Well-known in the United Kingdom for his 1990’s ITV crime series Cracker and the BBC series The Lakes, McGovern said he always wanted to do a series about a priest.

McGovern was speaking Sep. 7 at a screening of the first episode of Broken at Liverpool’s Saint Ignatius Xavier Church, where the series was filmed. It was also the location of the since-closed parish school McGovern attended as a child.

The screening was part of the “parallel program” for the Adoremus Eucharistic Congress taking place in Liverpool.

The writer doesn’t have pleasant memories from the school and noted the rough punishments he sometimes received. He said it “damaged” him, and others.

Although no longer a practicing Catholic, McGovern said since leaving school he has had nothing but positive experiences with priests.

“They’ve always been there for me,” he said.

Broken combines these two elements, where Bean’s character, Father Michael Kerrigan, is suffering debilitating flashbacks of his troubled childhood while trying to do his best to minister to his impoverished community.

“It exorcised quite a few demons for me,” McGovern said. “It was a healthy thing for me to do.”

McGovern said Bean resisted taking the role, because he feared the priest was too passive, especially in the confessional.

“I jumped around telling him how wrong he was,” McGovern said, adding that the weight a priest takes on in the confessional can be overpowering.

Jesuit Father Denis Blackledge, the pastor of Saint Francis Xavier and a consultant on the series, said Bean “was very humble” during filming, and “grew into the collar.”

The series does not shy away from the problems facing working class neighborhoods in the North of England, and episodes take on issues such as poverty, single parenthood, suicide, and police brutality.

It also doesn’t shy away from other aspects of the priesthood, especially prayer.
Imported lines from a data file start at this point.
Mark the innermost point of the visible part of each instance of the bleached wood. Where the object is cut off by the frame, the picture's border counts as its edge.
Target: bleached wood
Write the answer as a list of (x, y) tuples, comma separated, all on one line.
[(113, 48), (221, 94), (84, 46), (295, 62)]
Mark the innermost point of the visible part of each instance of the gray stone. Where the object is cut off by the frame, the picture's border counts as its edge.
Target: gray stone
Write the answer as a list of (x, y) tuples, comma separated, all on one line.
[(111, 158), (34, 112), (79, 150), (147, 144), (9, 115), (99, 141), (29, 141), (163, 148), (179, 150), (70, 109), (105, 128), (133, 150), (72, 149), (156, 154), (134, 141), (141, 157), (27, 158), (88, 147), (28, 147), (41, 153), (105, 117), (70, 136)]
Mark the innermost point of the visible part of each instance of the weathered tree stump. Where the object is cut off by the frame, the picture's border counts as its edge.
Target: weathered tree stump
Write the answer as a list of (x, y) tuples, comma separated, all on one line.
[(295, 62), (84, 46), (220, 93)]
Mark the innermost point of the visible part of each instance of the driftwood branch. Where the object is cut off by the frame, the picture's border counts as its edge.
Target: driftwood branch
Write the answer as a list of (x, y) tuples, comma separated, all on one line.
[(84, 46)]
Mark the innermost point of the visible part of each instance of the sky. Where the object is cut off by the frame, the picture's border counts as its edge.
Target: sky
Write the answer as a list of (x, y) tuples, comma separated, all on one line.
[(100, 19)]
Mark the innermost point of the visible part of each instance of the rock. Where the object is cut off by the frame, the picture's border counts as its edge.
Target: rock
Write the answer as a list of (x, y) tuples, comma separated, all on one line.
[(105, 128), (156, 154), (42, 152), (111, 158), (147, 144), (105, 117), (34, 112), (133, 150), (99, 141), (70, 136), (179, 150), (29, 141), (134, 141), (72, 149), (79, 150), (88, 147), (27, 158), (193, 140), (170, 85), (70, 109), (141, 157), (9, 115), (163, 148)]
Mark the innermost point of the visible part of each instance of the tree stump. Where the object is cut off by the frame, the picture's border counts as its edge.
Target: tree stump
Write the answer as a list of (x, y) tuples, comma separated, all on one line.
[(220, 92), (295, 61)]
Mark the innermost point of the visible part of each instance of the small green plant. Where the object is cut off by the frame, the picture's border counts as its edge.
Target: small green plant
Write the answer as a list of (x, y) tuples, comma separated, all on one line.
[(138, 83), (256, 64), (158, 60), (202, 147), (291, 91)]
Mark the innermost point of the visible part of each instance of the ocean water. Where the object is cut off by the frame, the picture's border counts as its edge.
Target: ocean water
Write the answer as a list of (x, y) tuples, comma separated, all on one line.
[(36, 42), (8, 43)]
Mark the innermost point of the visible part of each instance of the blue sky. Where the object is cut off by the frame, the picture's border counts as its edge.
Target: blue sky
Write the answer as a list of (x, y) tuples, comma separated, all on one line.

The Mass plays an important role in the series, and scenes feature the priest reciting the Hail Mary and the Our Father at pivotal moments.

“Jimmy basically concentrated on three parts of the Mass: The first the entrance to the ‘I confess’; the second was the consecration and the elevation; and the third was the actual receiving of Communion itself,” said Blackledge.

McGovern told Crux that the BBC didn’t have any problems with the prayers in the series (in fact, what he complained about was the fact the producers tried to fight him on the sound in the show.)

He said the only thing that mattered about the featuring of prayers is that they “worked in the edit.”

“They came at crucial times,” the writer said. “As a dramatist, you want people to say ‘What now?’ And the prayer comes at that crucial time.”

He was referencing the end of the first episode, when a woman is going to have to face the consequence for a bad decision. Kerrigan prays the Our Father with her, and stares at a picture of Christ: McGovern said this leaves the priest, and the audience, thinking, “What now?”

Both McGovern and Blackledge said they have heard from many bishops and priests – both Catholic and Anglican – about how meaningful it has been for them.

The Jesuit said this has not been a universal response.

“Some clergy have liked it, some haven’t. Some have found it a bit raw. I think it could be close to the knuckle for some clergy if you’re not content in your own skin, with your own brokenness,” he told Crux.

“The whole essence of Jimmy’s thought was this brokenness of Jesus himself, who was on the Cross. And also the taking, the blessing, the breaking, and the giving, which are the four key elements of Eucharist,” Blackledge said.

The priest also noted the appropriateness of featuring Broken during the Eucharistic Congress.

“Jimmy said to me, it is all about the Eucharist,” Blackledge said before adding, “I don’t think a man who could write as he did a Eucharistic priesthood – he’s not practicing as a Catholic now – but he’s Catholic through and through.”